Ne jamais avoir d'espoir et ne jamais juger un livre à sa couverture, ces deux erreurs, je les aurais commises l'une après l'autre. C'est que la couverture du premier tome laissait entendre un certain soin apporté au dessin. Ne jamais se fier à la devanture avant d'avoir vu la remise, jamais. Quelle ne fut pas ma surprise - et pas une bonne - quand le dessin se dévoilait à moi comme une curieuse et malsaine synthèse du style de Beck et de ce à quoi CLAMP pouvait aboutir ces temps derniers. Des silhouettes malingres et longilignes jusqu'à l'excès avec des visages plus détaillés et expressifs que la moyenne. Ça a beau être au-dessus de ce quoi le genre m'a habitué - exception faite si l'on considère Black Butler comme un Shojô - ça ne vole pas haut ; ça ne m'a en tout cas pas transporté bien loin.
Et j'imagine que l'absence parfois flagrante de décors avait pour objectif accentuer l'aspect «Zen» de l'œuvre. Un détail me direz-vous, mais des détails, j'aurais toutefois aimé en voir davantage dans le tracé qui me fut offert en contrepartie.
Je l'ai attendu ce «petit plus», ce «je ne sais quoi» qui ferait sortir Nana des rangs. Longtemps je m'attendais à le voir surgir, mais ma patience s'est érodée au contact des chapitres qui défilaient. Ce que je lisais, ça allait être féminin sans plus, un Marie-Claire pour adolescentes déclassées, quelle aubaine...

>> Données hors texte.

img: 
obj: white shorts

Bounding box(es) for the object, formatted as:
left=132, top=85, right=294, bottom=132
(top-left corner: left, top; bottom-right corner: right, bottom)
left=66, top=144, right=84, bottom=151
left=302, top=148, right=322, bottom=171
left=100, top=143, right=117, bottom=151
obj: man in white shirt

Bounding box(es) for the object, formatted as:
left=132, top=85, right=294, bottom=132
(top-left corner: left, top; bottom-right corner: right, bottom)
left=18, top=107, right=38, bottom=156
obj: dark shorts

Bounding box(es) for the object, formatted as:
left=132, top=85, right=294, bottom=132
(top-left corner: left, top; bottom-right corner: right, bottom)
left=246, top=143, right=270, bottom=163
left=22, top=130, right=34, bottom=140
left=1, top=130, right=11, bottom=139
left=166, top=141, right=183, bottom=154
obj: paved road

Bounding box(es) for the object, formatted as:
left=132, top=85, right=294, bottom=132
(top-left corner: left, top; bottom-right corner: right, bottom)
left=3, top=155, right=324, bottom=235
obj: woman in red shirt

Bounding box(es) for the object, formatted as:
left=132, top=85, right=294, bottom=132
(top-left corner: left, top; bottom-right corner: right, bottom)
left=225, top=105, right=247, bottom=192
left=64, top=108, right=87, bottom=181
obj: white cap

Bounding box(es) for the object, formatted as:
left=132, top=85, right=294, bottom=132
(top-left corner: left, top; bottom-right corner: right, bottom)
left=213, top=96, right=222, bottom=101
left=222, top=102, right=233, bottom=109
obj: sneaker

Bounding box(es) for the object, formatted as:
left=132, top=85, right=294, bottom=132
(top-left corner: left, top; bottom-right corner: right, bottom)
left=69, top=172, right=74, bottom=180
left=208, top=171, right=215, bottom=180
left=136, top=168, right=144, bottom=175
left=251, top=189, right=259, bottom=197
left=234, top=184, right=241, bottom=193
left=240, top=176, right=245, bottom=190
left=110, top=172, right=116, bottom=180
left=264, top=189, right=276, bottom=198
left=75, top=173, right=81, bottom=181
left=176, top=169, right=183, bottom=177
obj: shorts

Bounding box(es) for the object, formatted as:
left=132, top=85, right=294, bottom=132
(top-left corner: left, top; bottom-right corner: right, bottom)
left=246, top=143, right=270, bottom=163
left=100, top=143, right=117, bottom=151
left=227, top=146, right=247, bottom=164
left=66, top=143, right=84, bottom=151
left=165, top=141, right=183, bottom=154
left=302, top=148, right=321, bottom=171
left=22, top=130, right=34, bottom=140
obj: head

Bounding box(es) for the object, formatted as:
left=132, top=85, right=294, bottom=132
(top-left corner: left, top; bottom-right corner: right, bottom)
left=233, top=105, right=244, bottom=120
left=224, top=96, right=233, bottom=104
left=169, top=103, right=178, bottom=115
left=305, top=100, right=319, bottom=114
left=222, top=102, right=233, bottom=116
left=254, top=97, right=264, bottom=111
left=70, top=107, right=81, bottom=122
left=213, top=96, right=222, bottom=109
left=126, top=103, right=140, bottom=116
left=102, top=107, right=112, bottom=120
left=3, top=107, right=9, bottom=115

Tous les signaux d'alarmes étaient pourtant bien là, j'aurais dû voir venir l'incident de loin, mais la réputation de Nana précédait l'œuvre, et d'une sacrée distance, je vous prie de le croire. Alors je faisais fi du mauvais car toujours, vainement, j'espérais.
Et pourtant, je m'en doutais, je le savais ; quand un manga commence avec une nana geignarde et prompte à chouiner au moindre prétexte, tombant en plus amoureuse pour un rien sans manquer de se faire secouer par le tout-venant, c'est qu'il vaut mieux sonner le retraite avant même de chercher à engager la bataille. Nana a tout d'un Shojô exception faite de l'innocence de ses protagonistes. La naïveté de ces demoiselles, je l'ai longuement - et judicieusement - fustigée quand je critiquais Fruit's Basket, mais des deux maux, c'était bien celui-ci le moindre. Ce que Nana a de différent comparé aux œuvres analogues, c'est le goût du poison qui se distille à la lecture, rien de plus.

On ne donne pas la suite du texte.